Baca Juga: Gathring Munzalan
Nilai sosial & spiritual yang menyatu dalam bisnis
Cerita Sholah membuktikan bahwa bisnis tidak harus sekadar mengejar keuntungan dunia, melainkan bisa menjadi ladang kebaikan dan syiar. Dengan memasukkan Allah dalam perjanjian bisnisnya, ia mengubah paradigma bahwa usaha itu adalah ibadah ketika dijalankan dengan niat dan tata kelola yang benar.
Ketika keuntungan telah ditentukan sebagian untuk “mitra ke-10”, maka alokasi yang dilakukan adalah konkret: akses pendidikan gratis, pemberdayaan ekonomi warga, penyediaan infrastruktur untuk masyarakat kecil. Dengan begitu, nilai spiritual (taqwa, syukur, amanah) dan nilai sosial (keadilan, manfaat, pemberdayaan) berjalan beriringan.
Warisan dan pelajaran untuk generasi masa kini
Sholah Athiyah wafat pada 2016, namun warisan bisnis dan sosialnya terus mengalir. Bagi kita yang bekerja di ranah kreatif atau wirausaha termasuk penulis konten, startup, UMKM—kisah ini menyampaikan beberapa pelajaran penting:
- Bisnis dengan fondasi nilai: Mengapa kita membuat bisnis?

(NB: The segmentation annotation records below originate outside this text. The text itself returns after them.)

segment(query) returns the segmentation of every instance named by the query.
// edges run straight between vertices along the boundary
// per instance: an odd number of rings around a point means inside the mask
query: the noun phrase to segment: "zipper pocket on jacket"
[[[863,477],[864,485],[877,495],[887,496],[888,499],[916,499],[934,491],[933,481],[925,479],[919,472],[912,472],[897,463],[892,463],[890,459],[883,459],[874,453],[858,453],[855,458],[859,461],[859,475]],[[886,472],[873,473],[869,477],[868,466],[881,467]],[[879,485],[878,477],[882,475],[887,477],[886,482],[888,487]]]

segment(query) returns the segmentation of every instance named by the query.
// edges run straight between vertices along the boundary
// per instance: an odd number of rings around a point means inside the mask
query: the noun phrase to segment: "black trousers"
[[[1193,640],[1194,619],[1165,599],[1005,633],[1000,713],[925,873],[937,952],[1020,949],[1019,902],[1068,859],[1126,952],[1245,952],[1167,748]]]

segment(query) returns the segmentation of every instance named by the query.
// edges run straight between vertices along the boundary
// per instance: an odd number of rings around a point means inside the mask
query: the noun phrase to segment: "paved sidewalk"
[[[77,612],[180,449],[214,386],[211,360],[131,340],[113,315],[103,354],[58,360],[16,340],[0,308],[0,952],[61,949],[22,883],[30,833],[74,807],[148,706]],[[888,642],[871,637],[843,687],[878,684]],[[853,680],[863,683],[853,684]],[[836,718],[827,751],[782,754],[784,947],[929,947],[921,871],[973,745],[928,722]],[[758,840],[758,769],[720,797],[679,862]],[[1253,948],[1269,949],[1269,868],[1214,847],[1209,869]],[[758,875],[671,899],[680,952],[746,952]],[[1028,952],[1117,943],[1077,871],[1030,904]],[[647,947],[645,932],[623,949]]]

Untuk siapa?
- Keuntungan bukan tujuan akhir: Ketika keuntungan diarahkan untuk manfaat, maka jangkauannya lebih luas.
- Transparansi dan akuntabilitas: Mencatat perjanjian, mengalokasikan dengan jelas.
- Keterhubungan antara bisnis dan sosial: Pemberdayaan ekonomi masyarakat bukan hanya “CSR” ekstra, tetapi bagian dari desain bisnis.
Dalam dunia yang semakin cepat mengejar angka finansial, kisah Sholah Athiyah mengingatkan kita bahwa keberhasilan bisnis yang sejati adalah ketika ia membawa perubahan bukan hanya untuk pemilik, tetapi untuk lingkungan dan umat. Ketika usaha kita mulai dengan niat yang lurus dan dikelola dengan nilai, maka tak hanya “profit” yang dicapai, melainkan keberkahan.
Semoga kisah ini menginspirasi Anda, pembaca, untuk berpikir bahwa bisnis bisa jadi ladang dakwah sebuah ladang yang tidak hanya menanam keuntungan, tetapi menanam manfaat, menanam kebaikan.